Finding Strength in Chaos: The Journey of Portia Louder
The Journey of Portia Louder shares a first-hand white collar story and practical lessons for people navigating legal pressure, incarceration, or reentry.
Key Takeaways
- Portia's lack of structure growing up contributed to lifelong patterns of resistance to authority that made her legal troubles worse.
- Her prescription drug addiction returned after back surgery, clouding her judgment during critical real estate decisions.
- Fighting the government instead of accepting responsibility early on turned what could have been a two-year sentence into seven years.
When the Past Catches Up
Portia Louder knows what it’s like when everything you’ve built starts falling apart. When I talked with her on the podcast, she walked me through how a successful photography business and real estate empire collapsed into a seven-year federal investigation. Her story starts way before the FBI showed up at her door.
“My parents were pretty non-traditional,” Portia told me. “We grew up out in a country, like on a dirt road where I don’t think anyone, we might have had one or two neighbors within five miles.” Her mother was what she calls “a super hippie before it was even a thing,” and their household had no rules. Kids went to bed when they wanted, got up when they wanted, didn’t have to brush their teeth if they didn’t feel like it.

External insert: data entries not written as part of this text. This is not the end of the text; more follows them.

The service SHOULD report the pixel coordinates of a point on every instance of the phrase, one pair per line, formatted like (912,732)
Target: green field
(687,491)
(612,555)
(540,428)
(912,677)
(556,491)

That freedom came with a cost. Portia became the leader of her six younger siblings, but also started making decisions that would shape the rest of her life. She got pregnant at 17, married someone 10 years older who told her “I’m your best option,” and found herself divorced and moving to Salt Lake City as a single mother of two by age 21.
Building Something from Nothing
The move to the city changed everything for Portia. She got a job working for her uncle as a photographer and slowly built her own wedding photography business. She went from shooting 20 or 30 weddings a year to over 200. That’s when she met Chad, who would become her husband and adopt her children.
“Our life got too good too fast,” Portia reflected. The photography business was booming, they were building a home, and she had employees. But success brought its own problems. After back surgery, she was prescribed Percocet and started using it again, telling herself it wasn’t the same as street drugs because it came from a doctor.
Around the same time, real estate was exploding. Portia bought her first lot and flipped it for $30,000. “I thought, this is great,” she said. So she kept going, eventually putting a whole neighborhood under contract with monthly payments of $50,000 to $100,000 on hard money loans.
When the House of Cards Falls
Portia had heard rumblings that realtors were filing complaints against her with the division of real estate. She hired an attorney who initially called her strategy “brilliant,” then quickly changed his tune. Title companies started telling her the FBI was pulling her documents. Then came the grand jury investigation.
“When the FBI showed up, I had just had another baby,” Portia said. Her youngest was three months old when the investigation began. What followed was seven years of legal battles that drained the family financially and emotionally.
The government initially looked at her husband Chad as a victim, asking if he was going to leave her or stand by her. “That just made me crazy angry because I’m like, how dare you,” Portia told me. But her own pride and stubbornness made everything worse. Instead of acknowledging her mistakes early on, she fought back in ways that only increased the government’s focus on her case.
The Breaking Point in County Jail
Three weeks before her trial was set to begin, the government revoked Portia’s pretrial release and locked her up in county jail. She had been doctor shopping for suboxone, which violated the terms of her release. The timing wasn’t coincidental. The day before her arrest, she had spoken to news reporters outside the federal courthouse after a marshal shot someone in a neighboring courtroom.
“My lawyers called and said, what were you doing on the news?” Portia recalled. Her husband threatened to physically carry her away from the reporters. The next day, she was in custody.
Detoxing from suboxone in county jail while facing the weight of everything that had happened, Portia had what she calls a mental breakdown. “I literally couldn’t even speak,” she said. The combination of withdrawal, stress, and the reality of her situation finally broke through her defenses.
Taking the Deal
After a week in county jail, they let her out, but the experience had changed her perspective completely. Her lawyers told her she had made the government angry, and angry prosecutors don’t offer generous plea deals. The sentence that might have been two years early in the process was now looking much longer.
Portia eventually took a plea deal for seven years. Her lawyers told her she might have gotten eight if she’d gone to trial, but by then the fight was out of her. The woman who had powered through addiction, single motherhood, and building multiple businesses finally accepted that some battles can’t be won through sheer force of will.
“The truth is my integrity was lacking,” Portia admitted to me. “I got involved in these deals and borrowed money I couldn’t pay back.” That kind of honesty, she said, would have served her much better at the beginning of her legal troubles than the pride and defiance she led with instead.
Looking back, Portia sees how her pattern of fighting everything and everyone, from her structured father to the federal government, kept her from finding easier paths forward. Sometimes the strongest thing you can do is admit when you’re wrong and ask how to make it right.